With a forced smile of affection he said, “Women ought to be mothers. That is their talent.” And then he stalked ahead of her to his luncheon table.
She felt annoyed enough then to change her mind, but she was fearful of his scolding. She instead told him as she sat next to him, “I haven’t given up on the idea of medicine. This may be temporary.”
“We’ll hope for the best,” he said. His hand fleetingly touched her knee as he unfolded a napkin in his lap, and he immediately rose and jarred his chair farther away. “My apologies,” he told her.
“Accepted.”
And then Max Amann, Alfred Rosenberg, Franz Xaver Schwarz, and Rudolf Hess joined them. Each handed Geli a birthday card containing fifty reichsmarks, as if they’d voted on an affordable sum, and then Hitler gave her a flat package in white butcher paper that he’d watercolored and addressed to “My Darling Angelika.” In a silver photography frame inside were four Heinrich Hoffmann snapshots of her uncle in 1926 as he practiced using his hands histrionically in accordance with the instructions of a famous clairvoyant named Erik Jan Hanussen.
“Are you pleased?” Hitler seriously asked.
She was at a loss for words.
And then the five men all fell into laughter and the owner of the Osteria Bavaria walked forward with Hitler’s real birthday gift of a fancy golden birdcage and two bright yellow St.
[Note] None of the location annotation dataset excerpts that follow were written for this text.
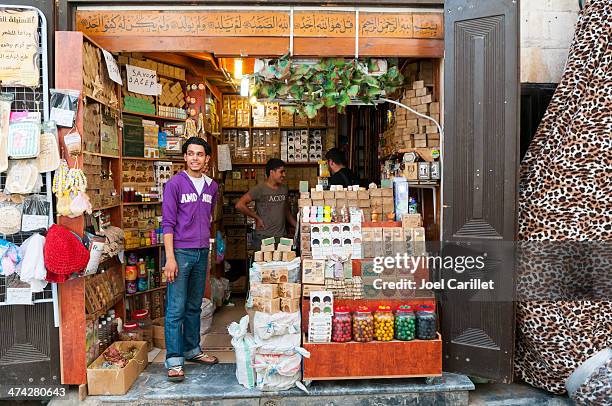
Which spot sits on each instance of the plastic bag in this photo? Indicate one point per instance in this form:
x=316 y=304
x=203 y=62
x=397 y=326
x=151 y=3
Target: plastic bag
x=24 y=139
x=243 y=344
x=10 y=213
x=35 y=213
x=64 y=105
x=5 y=116
x=591 y=382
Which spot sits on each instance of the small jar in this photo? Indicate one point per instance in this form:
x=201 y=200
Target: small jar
x=363 y=324
x=131 y=273
x=131 y=332
x=426 y=323
x=404 y=323
x=383 y=323
x=341 y=325
x=131 y=287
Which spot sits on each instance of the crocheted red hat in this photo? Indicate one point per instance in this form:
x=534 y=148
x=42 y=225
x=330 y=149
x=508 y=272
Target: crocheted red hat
x=64 y=254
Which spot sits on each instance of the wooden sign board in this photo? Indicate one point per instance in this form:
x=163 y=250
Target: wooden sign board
x=180 y=23
x=216 y=23
x=19 y=48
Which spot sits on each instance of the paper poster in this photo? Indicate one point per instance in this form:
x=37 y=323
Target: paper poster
x=114 y=73
x=19 y=48
x=18 y=296
x=224 y=158
x=142 y=81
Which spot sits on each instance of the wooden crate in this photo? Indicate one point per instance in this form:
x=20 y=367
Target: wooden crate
x=375 y=359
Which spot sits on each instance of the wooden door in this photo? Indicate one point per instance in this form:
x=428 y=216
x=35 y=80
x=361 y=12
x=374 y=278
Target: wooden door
x=479 y=188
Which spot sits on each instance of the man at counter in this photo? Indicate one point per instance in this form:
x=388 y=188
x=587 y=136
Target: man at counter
x=272 y=210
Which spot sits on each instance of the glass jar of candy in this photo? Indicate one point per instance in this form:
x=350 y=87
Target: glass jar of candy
x=405 y=323
x=131 y=332
x=341 y=325
x=383 y=323
x=426 y=323
x=363 y=324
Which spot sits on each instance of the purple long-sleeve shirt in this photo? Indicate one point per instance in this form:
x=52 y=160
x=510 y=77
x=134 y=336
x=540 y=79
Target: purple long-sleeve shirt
x=187 y=215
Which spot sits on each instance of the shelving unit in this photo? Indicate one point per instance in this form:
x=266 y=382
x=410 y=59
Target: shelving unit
x=105 y=173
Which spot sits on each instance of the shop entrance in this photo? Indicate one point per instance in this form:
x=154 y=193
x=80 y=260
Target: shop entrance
x=474 y=86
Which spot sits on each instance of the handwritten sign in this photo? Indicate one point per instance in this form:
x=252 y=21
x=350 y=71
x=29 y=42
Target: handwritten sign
x=142 y=81
x=19 y=48
x=317 y=24
x=111 y=66
x=18 y=296
x=401 y=25
x=173 y=23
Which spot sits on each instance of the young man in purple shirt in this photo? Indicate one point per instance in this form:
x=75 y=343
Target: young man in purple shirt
x=189 y=199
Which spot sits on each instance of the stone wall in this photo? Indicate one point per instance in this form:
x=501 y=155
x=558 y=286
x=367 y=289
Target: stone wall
x=547 y=30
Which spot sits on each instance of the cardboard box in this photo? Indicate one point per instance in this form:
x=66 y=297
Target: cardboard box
x=290 y=290
x=290 y=305
x=117 y=381
x=266 y=305
x=159 y=338
x=313 y=271
x=280 y=275
x=307 y=289
x=265 y=290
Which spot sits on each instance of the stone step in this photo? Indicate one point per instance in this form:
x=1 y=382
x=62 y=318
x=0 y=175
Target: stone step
x=217 y=384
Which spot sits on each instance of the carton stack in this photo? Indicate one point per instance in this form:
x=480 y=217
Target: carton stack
x=410 y=130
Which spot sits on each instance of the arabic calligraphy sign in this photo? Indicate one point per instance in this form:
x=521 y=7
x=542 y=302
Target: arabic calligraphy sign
x=401 y=25
x=179 y=23
x=18 y=48
x=216 y=23
x=318 y=24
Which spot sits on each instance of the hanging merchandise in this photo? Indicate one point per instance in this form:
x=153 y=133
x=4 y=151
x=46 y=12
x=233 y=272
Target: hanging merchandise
x=31 y=269
x=10 y=213
x=5 y=114
x=64 y=105
x=22 y=177
x=69 y=186
x=35 y=213
x=9 y=258
x=49 y=158
x=64 y=254
x=24 y=139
Andreasburg canaries. With joy her uncle told her, “I have decided. You’ll be taking singing lessons.”
She was delighted. She recalled the finch’s proper name from zoology class: Serinus canaria. She stuck a finger inside the cage and the canaries shied from it. “With such good teachers, Uncle Alf!”
“Why not? And then in the fall perhaps with Herr Adolf Vogl, a friend in the party.”